It appears that Google’s relatively new Chrome browser has displaced Mozilla Firefox from the No. 2 spot in the worldwide browser market, following leader Microsoft Internet Explorer.
“Three years ago, we built Chrome to help spur more innovation on the Web, and we’re excited that over 200 million people around the world are using it,” Google spokesperson Lily Lin told the E-Commerce Times.
The news indicates Google’s marketing efforts are paying off.
“Chrome has been out-marketing Firefox for some time now, because Google has more money than the Mozilla Foundation,” said Rob Enderle, principal analyst at the Enderle Group.
“Google also cherry-picked some of the top Firefox talent, and this likely had an adverse impact on Mozilla’s ability to execute in a timely fashion,” Enderle told the E-Commerce Times.
Flattening Out Firefox
Google’s gains come at the expense of Firefox rather than Internet Explorer (IE), which “is trying to head off a long, slow decline,” David Smith, an analyst at Gartner, told the E-Commerce Times.
Google Chrome is a newer browser, which attracts users, said Mike Kaply, the founder of Kaply Consulting, said.
Chrome also “took advantage of some issues Firefox was having around memory use and crashiness,” although there have been improvements in these areas of late, Kaply stated.
Tallying the Scores
Figures from Realtime Stats show that IE has almost 52 percent of the market, Chrome has just over 20 percent, and Firefox has more than 18 percent. The rest is split up among minor browsers.
Statcounter, which is based in Ireland, has a slightly different set of figures, although they also point to Chrome having displaced Firefox.
Figures from the firm’s research arm, StatCounter Global Stats, indicate that IE has nearly 41 percent of the market, Chrome nearly 26 percent, and Firefox just over 25 percent.
Most arrestingly, Statcounter’s figures show that Chrome more than quintupled its market share year over year, from nearly 5 percent in November 2010 to the approximately 26 percent last month.
Statcounter measures actual browser usage, not downloads. Its results are based on the more than 15 billion hits per month worldwide on more than 3 million sites that have installed its tracking code.
Hunting Down the Firefox
A lot of people used to migrate from IE to Firefox, and now the migration is from Firefox to Google Chrome, Gartner’s Smith said.
“There was a period of three to four years when Mozilla didn’t come out with a lot of releases for Firefox, but Chrome was coming out with one every few months,” Smith pointed out.
“Now I think Mozilla’s trying to overcompensate, but people’s perceptions are fixed in considering that Google’s the faster innovator and does other things that people care about,” Smith added.
Google Knows Marketing?
Another reason for the Chrome browser’s success could be that Google, which has long been perceived as lacking marketing skills, appears to have improved in this area.

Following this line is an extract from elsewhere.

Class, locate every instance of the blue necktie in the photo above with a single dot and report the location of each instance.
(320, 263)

“The biggest boost [for the Chrome browser] has been from all the advertising it does on television and on its Web properties and even to Firefox users,” Kaply told the E-Commerce Times.
“Plus, Google has preload deals with Sony and others,” Kaply continued. “I think it’s leveraging the incredible market share it has to get people to use a different browser. If it put the same energy behind another browser, it would be just as successful.”
What About IE?
Although Microsoft’s venerable Internet Explorer browser is still dominant, it has been hemorrhaging market share for years.
“IE is actually a really strong product, it’s just being under-protected by Microsoft at the moment,” Enderle said.
“Steve Ballmer tends to starve his [product] groups and, as long as that continues, Microsoft is likely to continue to bleed [market] share,” Enderle added.
“Microsoft and the IE team don’t do a good job of grabbing mind share around their browser,” Kaply suggested.
While Firefox and Chrome “make sure they’re out there in the press and on the Web, letting people know what they’re doing,” with IE it “seems like information ebbs and flows around Microsoft developer conferences,” Kaply added.
Microsoft “needs to do more to be in people’s faces and let them know why it believes IE is a better browser,” Kaply concluded.